Okay so I'm struggling to understand why there is absolutely nothing out there about this dress/summer watch.

- It comes in two really elegant size choices (38.5mm mens, and 34mm midsize)
- Powered by the revered ETA 2895-2 based movement (small seconds variant of 2892-A2)
- Solid 18k gold case for the price of steel from most other (even mid-tier) brands, with sapphire main crystal and a sapphire glass display case back
- Alligator strap
- Breguet-style temperature blued hands, stylish Breguet arabics.
- And all without an ugly date window shoehorned in to ruin it all.

It's a piece that's always leapt out at me whenever I've seen one in the flesh, even amidst the sensory overload that is the Selfridges Wonder Room.

The only downsides I can see are that the water resistance is only 30m (mind you, Patek dress watches only boast 30m, so it's more a limitation of the genre than this particular piece), and that the Longines brand itself is sneered at by some.

Here in the UK it can be had new for around or just under £2,000. Seems like a total home run to me. Am I missing anything? Anyone have one and care to share experiences?


----------



## Fisi (Nov 15, 2017)

This SE-Asian jeweler's showcase is the only video/'review' of the piece I can find:


----------



## GregNYC (Mar 4, 2006)

I think it is probably the snob-factor. Plus, some people want a watch with a higher monetary bar to entry, especially with this design. In other words, if its price were in the 5-figure range, it might be more popular! 


Sent from my iPhone using Tapatalk


----------



## CaliMex (Jan 12, 2018)

OP, I am in the same boat as you. I almost bought one for my wife. It is priced quite well I believe. 


Sent from my iPhone using Tapatalk


----------



## Fisi (Nov 15, 2017)

Update!

I ended up buying the watch, after noticing that it has disappeared off the Longines website.

I'm getting married in November, and had been looking for a gold dress watch to mark the occasion.

After many months of fairly obsessive research (I'm sure I'm in good company here), I'd narrowed it down either to this or a Lange 1815 in rose gold, which has long been my favorite watch.

It's likely to be an expensive time coming up for me, with relocation and a career change, and not to mention a few Rolexes on the way over the next 6-12 months, so I decided to do the sensible thing and keep the Lange as a grail for now. On the Longines, I negotiated an approximately 19% discount.
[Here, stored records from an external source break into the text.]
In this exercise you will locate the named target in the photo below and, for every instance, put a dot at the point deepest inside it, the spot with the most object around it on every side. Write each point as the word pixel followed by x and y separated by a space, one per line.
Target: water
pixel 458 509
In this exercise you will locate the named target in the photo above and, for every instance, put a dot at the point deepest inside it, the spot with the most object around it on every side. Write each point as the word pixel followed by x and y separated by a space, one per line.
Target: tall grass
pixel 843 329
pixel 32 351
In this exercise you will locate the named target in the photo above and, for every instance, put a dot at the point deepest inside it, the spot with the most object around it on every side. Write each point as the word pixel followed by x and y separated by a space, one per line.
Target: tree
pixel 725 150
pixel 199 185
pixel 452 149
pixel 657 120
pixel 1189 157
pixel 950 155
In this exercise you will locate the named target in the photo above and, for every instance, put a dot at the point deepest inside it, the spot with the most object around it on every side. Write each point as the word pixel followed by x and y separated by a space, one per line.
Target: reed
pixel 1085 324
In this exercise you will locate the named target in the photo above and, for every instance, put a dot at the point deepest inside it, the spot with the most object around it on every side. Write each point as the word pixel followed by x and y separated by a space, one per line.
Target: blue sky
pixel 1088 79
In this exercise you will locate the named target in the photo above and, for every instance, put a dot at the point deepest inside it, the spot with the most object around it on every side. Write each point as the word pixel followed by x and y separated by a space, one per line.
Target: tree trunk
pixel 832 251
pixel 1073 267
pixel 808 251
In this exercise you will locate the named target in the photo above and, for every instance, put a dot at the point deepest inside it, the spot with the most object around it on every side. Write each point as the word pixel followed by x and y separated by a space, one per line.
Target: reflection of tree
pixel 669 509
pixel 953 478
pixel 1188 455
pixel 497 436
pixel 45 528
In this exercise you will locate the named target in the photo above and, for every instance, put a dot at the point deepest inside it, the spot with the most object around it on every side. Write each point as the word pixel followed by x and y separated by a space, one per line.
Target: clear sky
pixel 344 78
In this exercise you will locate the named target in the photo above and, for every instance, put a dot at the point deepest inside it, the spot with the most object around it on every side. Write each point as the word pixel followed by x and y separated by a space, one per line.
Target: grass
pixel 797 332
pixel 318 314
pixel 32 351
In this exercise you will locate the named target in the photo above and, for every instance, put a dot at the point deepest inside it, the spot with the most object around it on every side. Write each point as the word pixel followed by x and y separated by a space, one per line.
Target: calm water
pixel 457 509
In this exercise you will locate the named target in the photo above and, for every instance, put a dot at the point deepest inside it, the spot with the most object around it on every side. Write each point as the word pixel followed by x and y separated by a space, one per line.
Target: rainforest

I'm positive at least 20% was available, but we settled on a round number as I was short on time, having traveled one of the (very) few ADs that had one in stock.

Pretty delighted with this thing. Apologies that there are only a couple of pics (taken by phone, and no pic of the movement), but I've put it to one side until November now. I'd be happy to take dslr pics and do a full video review once I start wearing it. I think it's important that there's at least some consumer-end documentation of these (apparently) unpopular and now discontinued pieces before they disappear into total obscurity.

Anyway, the pics. In person the depth and richness of the gold and the blued hands is pretty stunning. 6.5 inch wrist.


----------



## CaliMex (Jan 12, 2018)

Nice! Thanks for posting some photos. Congrats on your upcoming nuptials. 


Sent from my iPhone using Tapatalk


----------



## rfortson (Feb 18, 2012)

Thanks for this post and the pictures. That is a nice looking watch. Congrats on your upcoming wedding and on the new watch.

Sent from my SM-G960U using Tapatalk


----------



## Marc3110 (12 mo ago)

Fisi said:


> Update!
> 
> I ended up buying the watch, after noticing that it has disappeared off the Longines website.
> 
> ...


Hello !

After some years, can you tell us if you are happy about this watch ? Can you make a quick review please  ?
Thanks !


----------



## NC_Hager626 (Sep 20, 2018)

Marc3110 said:


> Hello !
> 
> After some years, can you tell us if you are happy about this watch ? Can you make a quick review please  ?
> Thanks !


Good luck in receiving a reply. The last time Fsi was seen was on the 2 Nov 18.


----------